Internal auditors can add value by selecting audits that contribute to achievement of strategic objectives.
Organizations exist to provide value for their stakeholders, and increasing that value requires businesses to accept appropriate risks. But which risks? And how much uncertainty is too much? To make those decisions, management must evaluate and balance growth opportunities, goals, related risks, and effective deployment of resources, while never taking their eyes off the strategy and enterprise objectives.
Clearly, internal audit has an important role to play in this process. Yet some internal auditors are torn between performing traditional internal audit activities — the time-honored “tick and tie” procedures — and activities that contribute more directly to value creation. “Both those activities are important,” says Larry Baker, a senior leader in internal audit, enterprise risk management, and strategic planning in Oklahoma City. “Even when management is convinced the organization is doing everything possible to ensure that a process is working effectively, internal audit still needs to do an independent audit of the controls that make management feel so comfortable.”
However, in any business, time and resources are limited, and internal auditors who wish to serve as trusted advisors to the organization must ensure their efforts provide maximum return on investment. Priorities must be set. For some internal auditors, the act of prioritization may necessitate a fresh look at what matters most to the business.
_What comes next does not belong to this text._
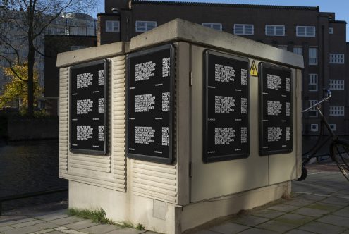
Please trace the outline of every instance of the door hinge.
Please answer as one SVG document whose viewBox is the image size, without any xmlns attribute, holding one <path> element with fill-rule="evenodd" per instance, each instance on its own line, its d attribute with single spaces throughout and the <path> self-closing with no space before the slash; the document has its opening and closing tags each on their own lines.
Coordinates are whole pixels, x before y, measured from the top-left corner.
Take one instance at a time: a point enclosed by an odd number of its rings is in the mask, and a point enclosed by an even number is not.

Identifying the “Right” Risks
Bill Watts, partner at Crowe Horwath in Columbus, Ohio, recalls a time more than a decade ago when the approach to determining what to audit was not as thoughtful as it is today. Audits tended to be very structured and repeatable. Then came the U.S. Sarbanes-Oxley Act of 2002, which indirectly caused companies to re-examine their control structures and how to improve controls, leading to evolution in other areas. “Internal auditors today must think more broadly, across the enterprise,” he notes. “Where is the company strategy focused, what are the major initiatives, and where is the money being spent? Those answers tell you what’s important to the entity, and that’s where internal audit should focus.”